Handling Errors Effectively

Not only is it important to know how to test, but it is also important to know what to do when an error is detected.

Have an Error Code for Everything

Truly robust software has a unique error code for every possible contingency. By simply knowing the error code, you should be able to find the location in your code where that error was signalled.

This is important because the error code is usually all the user has to go on when reporting errors. Therefore, it needs to be as useful as possible.

Error codes should also be accompanied by descriptive error messages. However, only in rare circumstances should the error message try to predict why the error occurred. It should simply relate what happened. Back in 1995 I worked for an Internet Service Provider. One of the web browsers we supported tried to guess the cause for every network error, rather than just reporting the error. If the computer wasn't connected to the Internet and the user tried to connect to a website, it would say that there was a problem with the Internet Service Provider, that the server was down, and that the user should contact their Internet Service Provider to correct the problem. Nearly a quarter of our calls were from people who had received this message, but merely needed to connect to the Internet before trying to use their browser. As you can see, trying to diagnose what the problem is can lead to a lot more problems than it fixes. It is better to just report error codes and messages, and have separate resources for the user to troubleshooting the application. A troubleshooting guide, not the program itself, is an appropriate place to list possible reasons and courses for action for each error message.

Recovery Points

In order to simplify error handling, it is often useful to break your program apart into distinct units, where each unit fails and is recovered as a whole. For example, you could break your program up so that reading the configuration file was a unit. If reading the configuration file failed at any point (opening the file, reading the file, trying to decode the file, etc.) then the program would simply treat it as a configuration file problem and skip to the recovery point for that problem. This way you greatly reduce the number of error-handling mechanism you need for your program, because error recovery is done on a much more general level.
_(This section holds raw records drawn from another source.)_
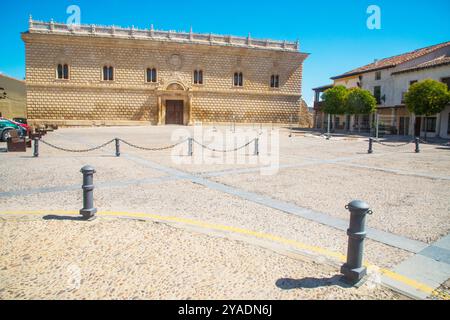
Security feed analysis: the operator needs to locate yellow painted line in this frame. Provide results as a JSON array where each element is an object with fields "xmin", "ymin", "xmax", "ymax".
[{"xmin": 0, "ymin": 210, "xmax": 442, "ymax": 300}]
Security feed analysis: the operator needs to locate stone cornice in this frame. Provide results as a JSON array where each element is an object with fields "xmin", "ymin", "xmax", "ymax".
[
  {"xmin": 25, "ymin": 19, "xmax": 306, "ymax": 53},
  {"xmin": 27, "ymin": 82, "xmax": 301, "ymax": 98}
]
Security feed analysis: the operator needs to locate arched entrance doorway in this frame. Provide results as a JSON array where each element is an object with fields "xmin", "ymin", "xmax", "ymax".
[{"xmin": 157, "ymin": 80, "xmax": 192, "ymax": 125}]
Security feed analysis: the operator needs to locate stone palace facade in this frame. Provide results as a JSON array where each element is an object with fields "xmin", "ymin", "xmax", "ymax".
[{"xmin": 22, "ymin": 17, "xmax": 308, "ymax": 126}]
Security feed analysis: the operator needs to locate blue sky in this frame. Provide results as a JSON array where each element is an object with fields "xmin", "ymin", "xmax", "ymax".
[{"xmin": 0, "ymin": 0, "xmax": 450, "ymax": 104}]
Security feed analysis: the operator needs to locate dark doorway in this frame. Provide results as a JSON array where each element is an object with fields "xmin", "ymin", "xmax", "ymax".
[
  {"xmin": 398, "ymin": 117, "xmax": 409, "ymax": 136},
  {"xmin": 166, "ymin": 100, "xmax": 184, "ymax": 125},
  {"xmin": 414, "ymin": 117, "xmax": 422, "ymax": 137}
]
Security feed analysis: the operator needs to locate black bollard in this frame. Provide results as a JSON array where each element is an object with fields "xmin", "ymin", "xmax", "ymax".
[
  {"xmin": 415, "ymin": 138, "xmax": 420, "ymax": 153},
  {"xmin": 33, "ymin": 138, "xmax": 39, "ymax": 158},
  {"xmin": 188, "ymin": 138, "xmax": 194, "ymax": 157},
  {"xmin": 368, "ymin": 138, "xmax": 373, "ymax": 154},
  {"xmin": 116, "ymin": 138, "xmax": 120, "ymax": 157},
  {"xmin": 254, "ymin": 138, "xmax": 259, "ymax": 156},
  {"xmin": 341, "ymin": 200, "xmax": 372, "ymax": 284},
  {"xmin": 80, "ymin": 166, "xmax": 97, "ymax": 221}
]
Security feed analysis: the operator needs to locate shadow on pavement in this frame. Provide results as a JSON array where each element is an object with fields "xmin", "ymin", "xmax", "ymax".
[
  {"xmin": 42, "ymin": 215, "xmax": 86, "ymax": 221},
  {"xmin": 276, "ymin": 275, "xmax": 352, "ymax": 290}
]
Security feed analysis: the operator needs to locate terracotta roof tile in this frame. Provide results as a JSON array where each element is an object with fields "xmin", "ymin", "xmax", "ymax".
[
  {"xmin": 392, "ymin": 56, "xmax": 450, "ymax": 74},
  {"xmin": 331, "ymin": 41, "xmax": 450, "ymax": 80}
]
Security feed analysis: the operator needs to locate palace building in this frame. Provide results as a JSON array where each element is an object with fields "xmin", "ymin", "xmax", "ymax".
[{"xmin": 22, "ymin": 17, "xmax": 308, "ymax": 126}]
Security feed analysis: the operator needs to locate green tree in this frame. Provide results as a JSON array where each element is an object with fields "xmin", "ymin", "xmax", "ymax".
[
  {"xmin": 322, "ymin": 86, "xmax": 348, "ymax": 115},
  {"xmin": 322, "ymin": 86, "xmax": 348, "ymax": 132},
  {"xmin": 346, "ymin": 88, "xmax": 377, "ymax": 115},
  {"xmin": 405, "ymin": 79, "xmax": 450, "ymax": 139}
]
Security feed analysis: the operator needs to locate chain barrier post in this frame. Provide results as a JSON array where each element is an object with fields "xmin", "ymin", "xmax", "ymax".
[
  {"xmin": 116, "ymin": 138, "xmax": 120, "ymax": 157},
  {"xmin": 33, "ymin": 137, "xmax": 39, "ymax": 158},
  {"xmin": 341, "ymin": 200, "xmax": 372, "ymax": 284},
  {"xmin": 80, "ymin": 166, "xmax": 97, "ymax": 221},
  {"xmin": 327, "ymin": 114, "xmax": 331, "ymax": 140},
  {"xmin": 188, "ymin": 138, "xmax": 194, "ymax": 157},
  {"xmin": 254, "ymin": 138, "xmax": 259, "ymax": 156}
]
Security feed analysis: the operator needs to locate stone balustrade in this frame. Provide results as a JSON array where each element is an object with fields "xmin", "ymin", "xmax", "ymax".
[{"xmin": 29, "ymin": 19, "xmax": 300, "ymax": 52}]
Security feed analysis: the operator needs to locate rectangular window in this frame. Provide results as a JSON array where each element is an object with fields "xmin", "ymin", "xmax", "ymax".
[
  {"xmin": 194, "ymin": 70, "xmax": 203, "ymax": 84},
  {"xmin": 447, "ymin": 113, "xmax": 450, "ymax": 134},
  {"xmin": 234, "ymin": 72, "xmax": 244, "ymax": 87},
  {"xmin": 375, "ymin": 71, "xmax": 381, "ymax": 80},
  {"xmin": 58, "ymin": 64, "xmax": 63, "ymax": 79},
  {"xmin": 425, "ymin": 117, "xmax": 436, "ymax": 133},
  {"xmin": 63, "ymin": 64, "xmax": 69, "ymax": 80},
  {"xmin": 373, "ymin": 86, "xmax": 381, "ymax": 104},
  {"xmin": 441, "ymin": 77, "xmax": 450, "ymax": 90},
  {"xmin": 402, "ymin": 91, "xmax": 406, "ymax": 103},
  {"xmin": 103, "ymin": 66, "xmax": 114, "ymax": 81}
]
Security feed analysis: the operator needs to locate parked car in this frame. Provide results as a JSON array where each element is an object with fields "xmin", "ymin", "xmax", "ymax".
[
  {"xmin": 13, "ymin": 118, "xmax": 28, "ymax": 124},
  {"xmin": 0, "ymin": 118, "xmax": 27, "ymax": 141},
  {"xmin": 6, "ymin": 119, "xmax": 31, "ymax": 135}
]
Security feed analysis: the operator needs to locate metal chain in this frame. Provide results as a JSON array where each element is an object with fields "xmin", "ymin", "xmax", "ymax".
[
  {"xmin": 40, "ymin": 139, "xmax": 115, "ymax": 153},
  {"xmin": 419, "ymin": 139, "xmax": 450, "ymax": 147},
  {"xmin": 193, "ymin": 139, "xmax": 256, "ymax": 153},
  {"xmin": 374, "ymin": 140, "xmax": 415, "ymax": 148},
  {"xmin": 119, "ymin": 139, "xmax": 187, "ymax": 151}
]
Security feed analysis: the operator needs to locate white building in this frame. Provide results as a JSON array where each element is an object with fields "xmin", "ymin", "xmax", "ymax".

Note that even with recovery points, your error messages need to be specific as to what the problem was. Recovery points are basic units for error recovery, not for error detection. Error detection still needs to be extremely exact, and the error reports need exact error codes and messages.
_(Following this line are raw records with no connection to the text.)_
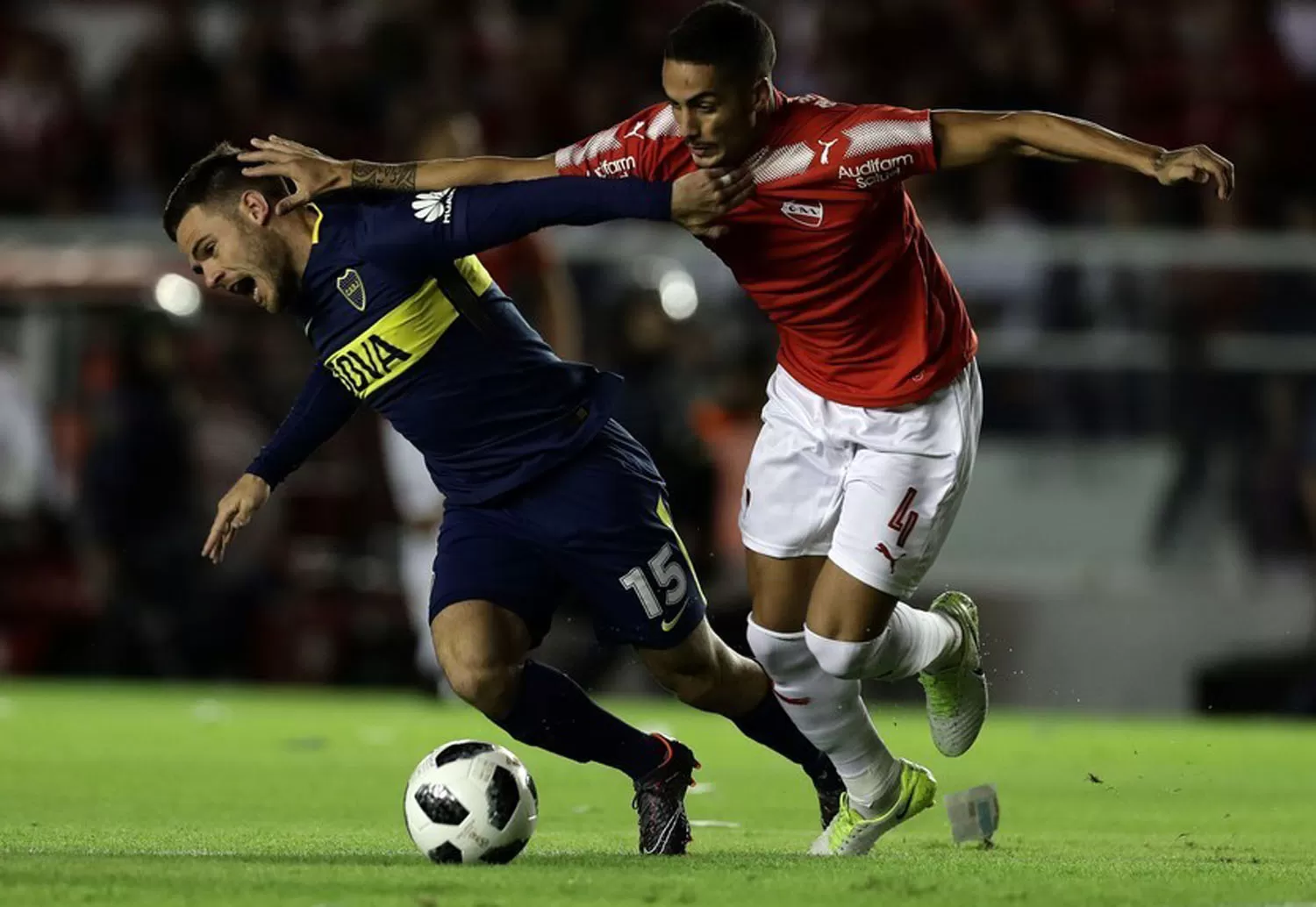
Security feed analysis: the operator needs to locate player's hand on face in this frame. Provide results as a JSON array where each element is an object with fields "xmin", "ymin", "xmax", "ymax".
[
  {"xmin": 202, "ymin": 473, "xmax": 270, "ymax": 563},
  {"xmin": 239, "ymin": 136, "xmax": 352, "ymax": 215},
  {"xmin": 1155, "ymin": 145, "xmax": 1234, "ymax": 202},
  {"xmin": 671, "ymin": 168, "xmax": 755, "ymax": 239}
]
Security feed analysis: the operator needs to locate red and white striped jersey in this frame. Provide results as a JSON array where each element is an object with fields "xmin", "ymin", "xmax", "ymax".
[{"xmin": 557, "ymin": 95, "xmax": 978, "ymax": 407}]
When using recovery points, you often need to include cleanup code to handle different contingencies. For example, in our configuration file example, the recovery function would need to include code to check and see if the configuration file was still open. Depending on where the error occurred, the file may have been left open. The recovery function needs to check for this condition, and any other condition that might lead to system instability, and return the program to a consistent state.

The simplest way to handle recovery points is to wrap the whole program into a single recovery point. You would just have a simple error-reporting function that you can call with an error code and a message. The function would print them and and simply exit the program. This is not usually the best solution for real-world situations, but it is a good fall-back, last resort mechanism.